# Painting Over New Apt - Need Advice



## stilllogicz (Apr 9, 2011)

So I'll be moving into my new apartment (750 sq ft) within a month and I've been trying to figure out exactly how I want to paint it.

So far this is what I've decided on: I want every room to have a different color including the hallways. I'm looking more into spring tones which are really light (nothing too dark but would consider mid range tones as well) in order to achieve a nice light, airy, feel good atmosphere.

Here's some more info about the apartment. The living room, dining room and kitchen has a really light colored wooden floor similar to this in color 










It's an open floor kitchen which connects to the dining room and then to the living room. The bedroom has carpet in it and the bathroom floor is tiled.

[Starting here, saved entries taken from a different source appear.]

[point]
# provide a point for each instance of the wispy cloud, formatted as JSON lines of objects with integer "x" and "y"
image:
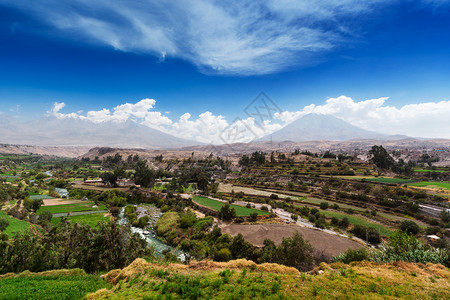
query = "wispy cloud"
{"x": 428, "y": 119}
{"x": 222, "y": 37}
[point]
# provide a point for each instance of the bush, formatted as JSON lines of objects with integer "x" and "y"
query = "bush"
{"x": 409, "y": 227}
{"x": 253, "y": 217}
{"x": 352, "y": 255}
{"x": 404, "y": 247}
{"x": 323, "y": 205}
{"x": 45, "y": 217}
{"x": 344, "y": 223}
{"x": 223, "y": 254}
{"x": 3, "y": 224}
{"x": 368, "y": 234}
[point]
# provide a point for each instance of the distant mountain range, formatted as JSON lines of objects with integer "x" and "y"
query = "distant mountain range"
{"x": 315, "y": 127}
{"x": 52, "y": 131}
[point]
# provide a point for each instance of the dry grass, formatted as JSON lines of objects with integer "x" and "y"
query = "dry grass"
{"x": 358, "y": 280}
{"x": 62, "y": 272}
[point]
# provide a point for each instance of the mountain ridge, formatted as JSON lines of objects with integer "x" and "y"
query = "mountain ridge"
{"x": 320, "y": 127}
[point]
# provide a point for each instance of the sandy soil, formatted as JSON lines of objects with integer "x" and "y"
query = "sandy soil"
{"x": 59, "y": 201}
{"x": 331, "y": 245}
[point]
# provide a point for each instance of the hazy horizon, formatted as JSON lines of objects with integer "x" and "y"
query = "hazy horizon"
{"x": 199, "y": 71}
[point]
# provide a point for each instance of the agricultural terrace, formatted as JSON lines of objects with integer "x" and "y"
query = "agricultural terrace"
{"x": 217, "y": 205}
{"x": 15, "y": 225}
{"x": 89, "y": 219}
{"x": 74, "y": 207}
{"x": 56, "y": 284}
{"x": 443, "y": 185}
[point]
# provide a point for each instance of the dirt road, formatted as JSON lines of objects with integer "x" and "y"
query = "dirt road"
{"x": 331, "y": 245}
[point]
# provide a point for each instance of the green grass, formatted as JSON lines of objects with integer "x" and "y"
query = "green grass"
{"x": 391, "y": 217}
{"x": 433, "y": 171}
{"x": 444, "y": 185}
{"x": 74, "y": 207}
{"x": 91, "y": 219}
{"x": 15, "y": 225}
{"x": 167, "y": 222}
{"x": 50, "y": 287}
{"x": 357, "y": 220}
{"x": 338, "y": 281}
{"x": 42, "y": 197}
{"x": 217, "y": 205}
{"x": 388, "y": 180}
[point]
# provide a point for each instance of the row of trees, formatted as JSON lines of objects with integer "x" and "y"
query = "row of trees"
{"x": 105, "y": 247}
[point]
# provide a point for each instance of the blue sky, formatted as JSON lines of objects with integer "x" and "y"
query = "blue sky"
{"x": 198, "y": 56}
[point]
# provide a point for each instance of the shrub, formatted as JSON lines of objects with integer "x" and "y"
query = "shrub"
{"x": 323, "y": 205}
{"x": 344, "y": 223}
{"x": 409, "y": 227}
{"x": 223, "y": 254}
{"x": 352, "y": 255}
{"x": 253, "y": 217}
{"x": 45, "y": 216}
{"x": 404, "y": 247}
{"x": 3, "y": 224}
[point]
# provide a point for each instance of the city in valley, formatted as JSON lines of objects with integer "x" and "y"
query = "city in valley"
{"x": 239, "y": 150}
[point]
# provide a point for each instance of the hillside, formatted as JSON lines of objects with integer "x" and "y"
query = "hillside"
{"x": 52, "y": 131}
{"x": 241, "y": 279}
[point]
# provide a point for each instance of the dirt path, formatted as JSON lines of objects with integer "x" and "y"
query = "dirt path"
{"x": 331, "y": 245}
{"x": 59, "y": 201}
{"x": 227, "y": 188}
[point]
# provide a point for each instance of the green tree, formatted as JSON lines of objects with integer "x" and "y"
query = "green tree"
{"x": 45, "y": 217}
{"x": 3, "y": 224}
{"x": 380, "y": 157}
{"x": 410, "y": 227}
{"x": 227, "y": 212}
{"x": 143, "y": 175}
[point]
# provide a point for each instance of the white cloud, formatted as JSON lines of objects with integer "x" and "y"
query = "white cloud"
{"x": 226, "y": 37}
{"x": 430, "y": 119}
{"x": 417, "y": 120}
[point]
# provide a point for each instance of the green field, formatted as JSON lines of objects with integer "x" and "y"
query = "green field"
{"x": 91, "y": 219}
{"x": 75, "y": 286}
{"x": 74, "y": 207}
{"x": 388, "y": 180}
{"x": 444, "y": 185}
{"x": 40, "y": 197}
{"x": 391, "y": 217}
{"x": 15, "y": 225}
{"x": 432, "y": 171}
{"x": 357, "y": 220}
{"x": 217, "y": 205}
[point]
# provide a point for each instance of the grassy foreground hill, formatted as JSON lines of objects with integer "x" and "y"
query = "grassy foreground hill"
{"x": 238, "y": 279}
{"x": 242, "y": 279}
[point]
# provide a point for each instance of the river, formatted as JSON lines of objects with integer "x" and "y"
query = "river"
{"x": 149, "y": 233}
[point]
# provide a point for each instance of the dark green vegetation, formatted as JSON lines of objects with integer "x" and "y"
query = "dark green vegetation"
{"x": 217, "y": 205}
{"x": 246, "y": 280}
{"x": 105, "y": 247}
{"x": 73, "y": 284}
{"x": 75, "y": 207}
{"x": 444, "y": 185}
{"x": 90, "y": 219}
{"x": 334, "y": 191}
{"x": 401, "y": 246}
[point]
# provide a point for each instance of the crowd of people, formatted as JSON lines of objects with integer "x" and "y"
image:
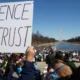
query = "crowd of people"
{"x": 19, "y": 66}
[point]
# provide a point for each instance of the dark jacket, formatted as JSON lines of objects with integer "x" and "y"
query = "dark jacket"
{"x": 28, "y": 71}
{"x": 71, "y": 65}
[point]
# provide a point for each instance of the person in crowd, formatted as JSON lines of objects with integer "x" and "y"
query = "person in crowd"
{"x": 76, "y": 75}
{"x": 21, "y": 57}
{"x": 70, "y": 63}
{"x": 11, "y": 71}
{"x": 29, "y": 71}
{"x": 19, "y": 68}
{"x": 50, "y": 59}
{"x": 61, "y": 68}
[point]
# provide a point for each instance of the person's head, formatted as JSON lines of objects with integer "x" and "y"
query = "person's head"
{"x": 30, "y": 53}
{"x": 67, "y": 56}
{"x": 22, "y": 56}
{"x": 14, "y": 57}
{"x": 20, "y": 64}
{"x": 59, "y": 55}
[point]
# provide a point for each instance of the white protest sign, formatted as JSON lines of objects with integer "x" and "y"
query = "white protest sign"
{"x": 15, "y": 26}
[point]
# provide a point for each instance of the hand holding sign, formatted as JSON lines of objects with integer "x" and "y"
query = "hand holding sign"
{"x": 15, "y": 26}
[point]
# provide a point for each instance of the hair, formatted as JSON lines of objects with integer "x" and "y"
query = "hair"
{"x": 20, "y": 64}
{"x": 14, "y": 57}
{"x": 21, "y": 55}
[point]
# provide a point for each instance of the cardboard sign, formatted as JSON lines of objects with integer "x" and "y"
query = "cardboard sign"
{"x": 15, "y": 26}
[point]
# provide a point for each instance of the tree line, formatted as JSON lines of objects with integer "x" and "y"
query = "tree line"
{"x": 76, "y": 39}
{"x": 38, "y": 38}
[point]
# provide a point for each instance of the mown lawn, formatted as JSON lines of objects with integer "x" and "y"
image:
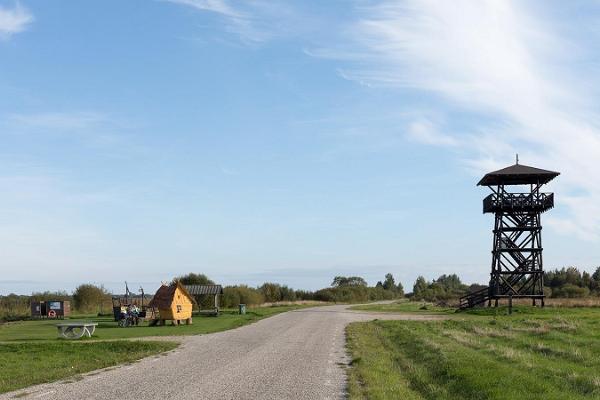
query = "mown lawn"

Now for the colors I was contemplating on using. I want the living room to have a nice light sunset orange color. 










I was thinking of using a light green for the kitchen and dining area.

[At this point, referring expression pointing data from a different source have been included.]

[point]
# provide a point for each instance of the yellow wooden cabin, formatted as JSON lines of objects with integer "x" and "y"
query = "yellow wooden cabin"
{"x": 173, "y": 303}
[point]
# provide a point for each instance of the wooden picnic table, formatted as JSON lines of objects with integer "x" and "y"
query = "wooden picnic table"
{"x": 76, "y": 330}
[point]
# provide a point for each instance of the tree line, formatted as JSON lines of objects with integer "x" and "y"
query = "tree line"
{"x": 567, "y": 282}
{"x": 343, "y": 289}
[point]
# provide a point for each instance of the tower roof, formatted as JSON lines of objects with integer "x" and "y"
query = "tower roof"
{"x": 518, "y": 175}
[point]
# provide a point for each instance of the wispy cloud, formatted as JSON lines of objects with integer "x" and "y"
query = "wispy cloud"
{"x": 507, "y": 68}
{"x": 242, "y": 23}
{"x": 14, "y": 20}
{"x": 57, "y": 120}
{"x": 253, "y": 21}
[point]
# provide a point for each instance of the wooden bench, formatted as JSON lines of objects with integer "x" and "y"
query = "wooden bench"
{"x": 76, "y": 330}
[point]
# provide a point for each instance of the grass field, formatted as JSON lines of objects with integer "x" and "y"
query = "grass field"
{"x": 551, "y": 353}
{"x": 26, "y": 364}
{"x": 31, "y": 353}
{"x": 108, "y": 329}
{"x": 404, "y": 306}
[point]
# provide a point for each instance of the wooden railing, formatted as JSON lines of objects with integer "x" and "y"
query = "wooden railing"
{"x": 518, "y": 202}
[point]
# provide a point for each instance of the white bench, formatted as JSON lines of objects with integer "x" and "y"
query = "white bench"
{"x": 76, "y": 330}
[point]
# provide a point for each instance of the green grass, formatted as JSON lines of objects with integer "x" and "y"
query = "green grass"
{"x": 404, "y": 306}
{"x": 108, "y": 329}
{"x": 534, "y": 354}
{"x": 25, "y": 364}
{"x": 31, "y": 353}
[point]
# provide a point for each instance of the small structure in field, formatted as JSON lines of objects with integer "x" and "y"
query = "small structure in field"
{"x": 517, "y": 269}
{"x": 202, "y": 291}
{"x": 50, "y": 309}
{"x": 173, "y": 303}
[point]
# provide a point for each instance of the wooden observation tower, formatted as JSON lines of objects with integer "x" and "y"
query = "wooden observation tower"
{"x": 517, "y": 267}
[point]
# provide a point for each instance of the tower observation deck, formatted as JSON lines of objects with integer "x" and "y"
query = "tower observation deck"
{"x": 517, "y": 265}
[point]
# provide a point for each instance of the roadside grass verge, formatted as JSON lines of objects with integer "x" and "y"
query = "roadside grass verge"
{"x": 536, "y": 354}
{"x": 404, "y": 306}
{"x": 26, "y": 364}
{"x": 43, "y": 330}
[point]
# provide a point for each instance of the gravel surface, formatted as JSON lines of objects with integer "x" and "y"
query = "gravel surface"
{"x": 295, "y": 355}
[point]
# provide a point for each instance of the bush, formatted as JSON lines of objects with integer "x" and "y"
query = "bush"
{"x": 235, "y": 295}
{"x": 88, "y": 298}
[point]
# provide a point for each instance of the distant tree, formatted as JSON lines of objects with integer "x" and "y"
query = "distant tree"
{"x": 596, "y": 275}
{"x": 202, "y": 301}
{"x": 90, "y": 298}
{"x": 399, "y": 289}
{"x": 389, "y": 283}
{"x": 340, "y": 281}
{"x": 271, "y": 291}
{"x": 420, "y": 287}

For the bathroom I think a blue would suit the bathroom the best.










I was thinking some sort of red for the bedroom.

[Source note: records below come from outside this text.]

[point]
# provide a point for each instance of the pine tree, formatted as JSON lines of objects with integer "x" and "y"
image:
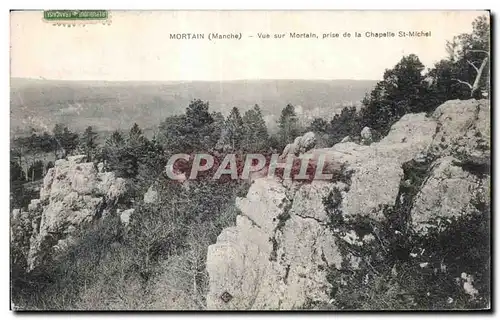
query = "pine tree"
{"x": 255, "y": 136}
{"x": 88, "y": 143}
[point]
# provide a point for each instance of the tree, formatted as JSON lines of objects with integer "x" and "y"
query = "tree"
{"x": 233, "y": 129}
{"x": 402, "y": 90}
{"x": 288, "y": 125}
{"x": 465, "y": 73}
{"x": 65, "y": 141}
{"x": 88, "y": 143}
{"x": 36, "y": 170}
{"x": 119, "y": 157}
{"x": 189, "y": 133}
{"x": 255, "y": 136}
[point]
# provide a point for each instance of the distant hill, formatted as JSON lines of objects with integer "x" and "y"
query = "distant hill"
{"x": 117, "y": 105}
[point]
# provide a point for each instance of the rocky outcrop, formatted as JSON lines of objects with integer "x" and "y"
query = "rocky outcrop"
{"x": 286, "y": 237}
{"x": 73, "y": 194}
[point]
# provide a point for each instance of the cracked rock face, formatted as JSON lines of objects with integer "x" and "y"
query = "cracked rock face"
{"x": 277, "y": 255}
{"x": 73, "y": 193}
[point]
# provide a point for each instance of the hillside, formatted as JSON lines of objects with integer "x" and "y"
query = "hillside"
{"x": 117, "y": 105}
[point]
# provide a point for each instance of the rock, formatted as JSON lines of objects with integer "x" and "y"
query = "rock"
{"x": 125, "y": 216}
{"x": 301, "y": 145}
{"x": 100, "y": 167}
{"x": 78, "y": 159}
{"x": 366, "y": 135}
{"x": 73, "y": 194}
{"x": 16, "y": 213}
{"x": 464, "y": 128}
{"x": 284, "y": 240}
{"x": 151, "y": 196}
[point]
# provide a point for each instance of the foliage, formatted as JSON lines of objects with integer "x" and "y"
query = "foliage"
{"x": 288, "y": 125}
{"x": 255, "y": 136}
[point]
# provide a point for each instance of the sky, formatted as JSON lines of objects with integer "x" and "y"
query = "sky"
{"x": 136, "y": 45}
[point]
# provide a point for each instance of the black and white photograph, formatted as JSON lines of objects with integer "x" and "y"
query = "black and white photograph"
{"x": 190, "y": 160}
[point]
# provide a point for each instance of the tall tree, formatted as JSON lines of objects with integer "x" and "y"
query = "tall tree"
{"x": 288, "y": 124}
{"x": 88, "y": 143}
{"x": 234, "y": 129}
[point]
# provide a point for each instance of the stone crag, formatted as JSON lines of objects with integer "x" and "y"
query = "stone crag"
{"x": 278, "y": 254}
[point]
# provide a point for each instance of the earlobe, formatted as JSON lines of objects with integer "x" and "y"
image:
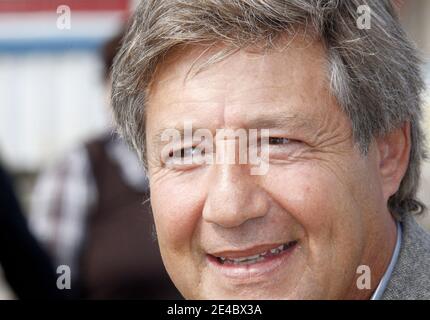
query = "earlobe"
{"x": 393, "y": 151}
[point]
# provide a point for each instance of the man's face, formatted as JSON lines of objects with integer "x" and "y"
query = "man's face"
{"x": 319, "y": 203}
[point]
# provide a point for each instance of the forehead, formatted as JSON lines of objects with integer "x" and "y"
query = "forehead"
{"x": 290, "y": 79}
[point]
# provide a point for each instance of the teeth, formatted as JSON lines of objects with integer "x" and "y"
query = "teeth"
{"x": 254, "y": 258}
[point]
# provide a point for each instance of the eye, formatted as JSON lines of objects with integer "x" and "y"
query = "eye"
{"x": 278, "y": 141}
{"x": 186, "y": 152}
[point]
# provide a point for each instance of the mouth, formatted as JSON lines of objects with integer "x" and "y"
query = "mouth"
{"x": 253, "y": 262}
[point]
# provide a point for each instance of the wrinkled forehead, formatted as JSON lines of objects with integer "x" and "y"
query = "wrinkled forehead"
{"x": 289, "y": 78}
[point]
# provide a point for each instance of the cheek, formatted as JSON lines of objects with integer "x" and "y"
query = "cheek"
{"x": 325, "y": 206}
{"x": 177, "y": 208}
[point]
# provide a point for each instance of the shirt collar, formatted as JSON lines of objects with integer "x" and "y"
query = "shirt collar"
{"x": 387, "y": 275}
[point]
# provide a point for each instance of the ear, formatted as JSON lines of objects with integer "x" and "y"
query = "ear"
{"x": 393, "y": 156}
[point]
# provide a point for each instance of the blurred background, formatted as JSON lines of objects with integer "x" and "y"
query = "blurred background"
{"x": 53, "y": 93}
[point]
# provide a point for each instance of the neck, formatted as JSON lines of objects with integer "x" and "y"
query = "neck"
{"x": 377, "y": 255}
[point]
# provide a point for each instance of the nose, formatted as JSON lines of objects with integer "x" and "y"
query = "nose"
{"x": 234, "y": 197}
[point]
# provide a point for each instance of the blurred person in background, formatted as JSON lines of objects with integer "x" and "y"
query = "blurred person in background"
{"x": 91, "y": 213}
{"x": 27, "y": 267}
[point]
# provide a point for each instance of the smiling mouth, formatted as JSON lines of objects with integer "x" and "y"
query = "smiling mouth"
{"x": 237, "y": 258}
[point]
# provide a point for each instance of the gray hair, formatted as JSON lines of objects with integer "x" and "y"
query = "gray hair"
{"x": 374, "y": 73}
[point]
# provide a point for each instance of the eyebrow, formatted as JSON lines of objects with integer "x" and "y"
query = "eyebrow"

As for the hallway leading into the bathroom and bedroom I really have no idea what color to choose.

So what are your thoughts and advice?


----------



## Tizzer (Jul 24, 2010)

So what are your thoughts and advice?
................
You have permission to do this?:whistling2:


----------



## stilllogicz (Apr 9, 2011)

I don't follow and frankly, how is your reply relevant to my question?


----------



## Tizzer (Jul 24, 2010)

Because the apartment is not your's. When you leave, they will have to repaint back to the original colors unless you do.
No one here can suggest colors for you, you have to live it. I suggest tarp, tarp any & everything. Paint drips on the carpet or hardwood floors will come outta your security deposit.


----------



## Blondesense (Sep 23, 2008)

Tizzer has a point. If you are renting you want to be sure your landlord is okay with your paint scheme or you may have to pay to have it repainted.

With a small apartment, I would tend to stick with one or two colors. The more your eye stops and starts with each color change, the smaller (and choppier) the apartment will appear. If you insist on multiple colors, I would make sure they are the same value and saturation. For instance the blue and the green you chose work well together. They are both pale pastels, and they both have similar amounts of gray. The yellow and red however, are darker and much more intense. 
Keep in mind darker or overpowering colors can work against you in small spaces.


----------